Потом кто-то из моих друзей сказал мне, что вообще-то спекулянты продают пластинки на рентгеновских снимках, и что музыка, которую играл оркестр — та же самая «In The Mood», которая у спекулянтов почему-то называлась «Линд-отель» — у них тоже есть. Ну, то есть на самом деле по действию фильма («Серенада Солнечной долины», 1941 — Ред.) было ясно, почему они её так называли. И вот, узнав, что «Линд-отель» можно купить у спекулянтов, я пошёл на Невский. Там был знаменитый магазин «Мелодия». Теперь там продают кроссовки, а раньше это был «центровой» магазин, где обычно продавали все новинки. Мне сказали, что там есть один такой парень в «лондонке». Вы знаете, что такое «лондонка»? Нет? Не застали это время… Это была такая адская мода — кепки из букле (грубая ткань с шишковатой поверхностью. — Ред.). И вот, значит, есть мужик в «лондонке», у него за пазухой лежат пластинки, которыми он торгует из-под полы. Я узнал, что стоит это дело, кажется, порядка 25 рублей. И я стал копить деньги из тех, что мама давала мне на завтрак. Накопил и, придя в этот магазин, действительно увидел человека в «лондонке». Тип с «фиксой» — ну, явно спекулянт! А мне 12-13 лет, мальчик. Я подошёл к нему, говорю шёпотом: «А у вас «Линд-отель» есть?» Он видит — мальчишка, явно не стукач, говорит: «У тебя деньги есть?» — «Да, есть». — «Покажи». Я показал ему деньги. Он из-за пазухи вынул что-то завёрнутое в газету. Сам диск я не видел, но рассказывали, что можно было прийти домой, поставить запись — а там ничего нет. Но я отдал ему деньги, он мне — свёрток, и я побежал со всех ног домой. Завёл, поставил с содроганием сердца и стал ждать, будет вообще что-нибудь или нет. И вдруг оттуда — «Па-да-бада, пап… пап… пап…»! И это была фантастика. Я запилил эту рентгеновскую плёнку, на которой просвечивали чьи-то лёгкие, буквально до дыр!

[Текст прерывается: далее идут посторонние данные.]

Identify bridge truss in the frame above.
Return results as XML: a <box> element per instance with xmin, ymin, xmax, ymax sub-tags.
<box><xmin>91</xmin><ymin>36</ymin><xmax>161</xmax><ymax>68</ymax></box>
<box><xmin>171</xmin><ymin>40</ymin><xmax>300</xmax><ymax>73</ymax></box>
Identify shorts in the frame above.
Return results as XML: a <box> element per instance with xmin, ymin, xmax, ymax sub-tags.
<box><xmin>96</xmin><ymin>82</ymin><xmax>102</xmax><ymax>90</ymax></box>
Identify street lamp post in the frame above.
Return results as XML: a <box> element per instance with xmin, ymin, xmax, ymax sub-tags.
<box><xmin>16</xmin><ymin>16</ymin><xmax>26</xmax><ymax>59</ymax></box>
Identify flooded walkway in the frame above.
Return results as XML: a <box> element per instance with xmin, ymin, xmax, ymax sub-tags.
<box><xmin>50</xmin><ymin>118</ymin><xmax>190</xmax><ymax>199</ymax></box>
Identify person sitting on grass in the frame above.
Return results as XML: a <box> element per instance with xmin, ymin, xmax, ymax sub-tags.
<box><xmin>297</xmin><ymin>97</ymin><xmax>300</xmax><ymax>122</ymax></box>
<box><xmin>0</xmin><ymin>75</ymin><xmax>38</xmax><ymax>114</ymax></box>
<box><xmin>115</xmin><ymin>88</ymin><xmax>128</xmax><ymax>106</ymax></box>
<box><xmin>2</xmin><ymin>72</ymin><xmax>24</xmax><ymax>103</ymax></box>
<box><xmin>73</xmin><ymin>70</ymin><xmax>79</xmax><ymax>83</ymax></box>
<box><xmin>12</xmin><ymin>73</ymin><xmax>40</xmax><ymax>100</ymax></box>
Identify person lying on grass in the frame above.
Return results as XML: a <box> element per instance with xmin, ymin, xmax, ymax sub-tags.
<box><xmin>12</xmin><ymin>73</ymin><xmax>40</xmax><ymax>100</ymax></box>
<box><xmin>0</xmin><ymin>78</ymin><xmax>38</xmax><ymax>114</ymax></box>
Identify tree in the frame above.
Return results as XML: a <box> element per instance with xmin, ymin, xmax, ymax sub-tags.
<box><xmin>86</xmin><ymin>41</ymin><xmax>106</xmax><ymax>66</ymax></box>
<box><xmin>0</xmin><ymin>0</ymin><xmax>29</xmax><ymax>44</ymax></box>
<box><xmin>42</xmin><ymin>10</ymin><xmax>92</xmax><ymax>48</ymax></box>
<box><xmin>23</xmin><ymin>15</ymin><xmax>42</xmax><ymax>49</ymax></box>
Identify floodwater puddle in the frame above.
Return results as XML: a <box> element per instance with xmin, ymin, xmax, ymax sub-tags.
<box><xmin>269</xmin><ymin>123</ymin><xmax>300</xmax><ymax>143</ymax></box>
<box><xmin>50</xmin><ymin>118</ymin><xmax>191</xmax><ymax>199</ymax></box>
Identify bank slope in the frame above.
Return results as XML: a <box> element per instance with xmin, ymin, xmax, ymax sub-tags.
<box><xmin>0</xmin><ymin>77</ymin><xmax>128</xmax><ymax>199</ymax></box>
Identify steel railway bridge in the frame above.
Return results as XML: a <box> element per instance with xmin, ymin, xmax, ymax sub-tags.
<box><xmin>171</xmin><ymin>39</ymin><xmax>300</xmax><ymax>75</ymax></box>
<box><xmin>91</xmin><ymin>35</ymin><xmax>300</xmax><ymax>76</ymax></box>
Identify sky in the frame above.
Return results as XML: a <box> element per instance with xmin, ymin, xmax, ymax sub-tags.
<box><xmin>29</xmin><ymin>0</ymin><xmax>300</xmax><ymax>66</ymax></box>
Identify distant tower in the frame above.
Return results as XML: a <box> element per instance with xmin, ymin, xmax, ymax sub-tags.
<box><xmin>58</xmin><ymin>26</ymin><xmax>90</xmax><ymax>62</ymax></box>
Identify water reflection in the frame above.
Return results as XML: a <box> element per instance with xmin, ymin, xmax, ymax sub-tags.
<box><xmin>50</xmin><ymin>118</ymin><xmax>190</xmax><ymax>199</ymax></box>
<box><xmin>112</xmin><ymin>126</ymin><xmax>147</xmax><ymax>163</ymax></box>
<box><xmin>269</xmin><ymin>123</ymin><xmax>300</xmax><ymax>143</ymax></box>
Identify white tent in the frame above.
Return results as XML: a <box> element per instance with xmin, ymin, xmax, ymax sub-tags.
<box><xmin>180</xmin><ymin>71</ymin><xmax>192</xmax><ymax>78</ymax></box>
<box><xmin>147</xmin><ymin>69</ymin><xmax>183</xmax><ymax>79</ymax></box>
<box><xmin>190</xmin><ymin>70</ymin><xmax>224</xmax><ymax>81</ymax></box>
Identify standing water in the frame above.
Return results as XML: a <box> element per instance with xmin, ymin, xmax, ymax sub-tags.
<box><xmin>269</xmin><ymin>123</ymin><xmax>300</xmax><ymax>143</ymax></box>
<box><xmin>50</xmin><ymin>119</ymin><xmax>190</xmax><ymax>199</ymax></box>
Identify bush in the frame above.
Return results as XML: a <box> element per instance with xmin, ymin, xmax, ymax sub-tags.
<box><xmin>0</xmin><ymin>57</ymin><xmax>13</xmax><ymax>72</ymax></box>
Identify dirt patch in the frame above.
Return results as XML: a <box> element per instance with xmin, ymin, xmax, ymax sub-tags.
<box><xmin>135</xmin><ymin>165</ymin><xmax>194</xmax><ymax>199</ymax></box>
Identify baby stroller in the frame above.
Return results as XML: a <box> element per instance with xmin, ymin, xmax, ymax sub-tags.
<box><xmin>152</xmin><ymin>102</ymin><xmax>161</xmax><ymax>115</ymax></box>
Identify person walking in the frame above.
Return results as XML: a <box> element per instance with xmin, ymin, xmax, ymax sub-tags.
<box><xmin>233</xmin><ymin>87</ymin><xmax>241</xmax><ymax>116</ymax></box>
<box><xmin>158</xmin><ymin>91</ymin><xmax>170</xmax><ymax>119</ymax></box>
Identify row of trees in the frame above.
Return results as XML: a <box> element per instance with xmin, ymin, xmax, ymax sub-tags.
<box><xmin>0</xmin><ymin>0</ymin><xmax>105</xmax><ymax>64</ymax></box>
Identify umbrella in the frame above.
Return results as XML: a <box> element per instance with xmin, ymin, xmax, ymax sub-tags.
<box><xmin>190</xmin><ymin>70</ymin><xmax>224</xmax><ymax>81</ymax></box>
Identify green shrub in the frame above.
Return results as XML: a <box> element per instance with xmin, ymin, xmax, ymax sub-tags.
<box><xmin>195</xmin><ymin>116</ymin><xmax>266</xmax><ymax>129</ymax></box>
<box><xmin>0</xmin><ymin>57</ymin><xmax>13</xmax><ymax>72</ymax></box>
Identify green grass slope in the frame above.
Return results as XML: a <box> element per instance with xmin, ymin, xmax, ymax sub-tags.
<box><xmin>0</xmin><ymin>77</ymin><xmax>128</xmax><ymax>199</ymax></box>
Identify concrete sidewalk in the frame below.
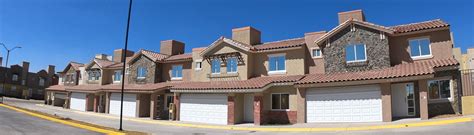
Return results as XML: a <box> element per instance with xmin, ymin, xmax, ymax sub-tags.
<box><xmin>5</xmin><ymin>98</ymin><xmax>473</xmax><ymax>134</ymax></box>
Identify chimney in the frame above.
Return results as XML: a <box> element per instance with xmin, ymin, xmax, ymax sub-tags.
<box><xmin>113</xmin><ymin>49</ymin><xmax>134</xmax><ymax>62</ymax></box>
<box><xmin>95</xmin><ymin>54</ymin><xmax>107</xmax><ymax>60</ymax></box>
<box><xmin>232</xmin><ymin>26</ymin><xmax>261</xmax><ymax>45</ymax></box>
<box><xmin>21</xmin><ymin>61</ymin><xmax>30</xmax><ymax>85</ymax></box>
<box><xmin>160</xmin><ymin>40</ymin><xmax>184</xmax><ymax>55</ymax></box>
<box><xmin>337</xmin><ymin>9</ymin><xmax>365</xmax><ymax>24</ymax></box>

ВИДЕО: Glenn Miller Orchestra «In The Mood», 1941 (фрагмент фильма «Серенада Солнечной долины»)
Конечно, я сразу стал много играть на фортепиано, приходил в школу и на переменках играл всё, что слышал — весь этот «Линд-отель» от первой и до последней ноты. Конечно, получал замечания, родителей вызывали, потому что категорически запрещено было вообще играть на переменах, а тем более такое! У меня были неприятности. Но я втягивал в эту авантюру Спивакова и Янсонса. Мы всё время с ними это вспоминаем. Им это всё тоже было симпатично, а я был единственным в классе, кто хотел играть «буги-вуги», что-то такое ритмичное и синкопированное. Но я тогда ещё не понимал, что ж там такое в середине, когда вдруг кончается мелодия и отдельные инструменты что-то начинают играть, какое-то соло. Было в этом что-то такое магическое и невероятное. Потом мне подсказали, что это импровизация.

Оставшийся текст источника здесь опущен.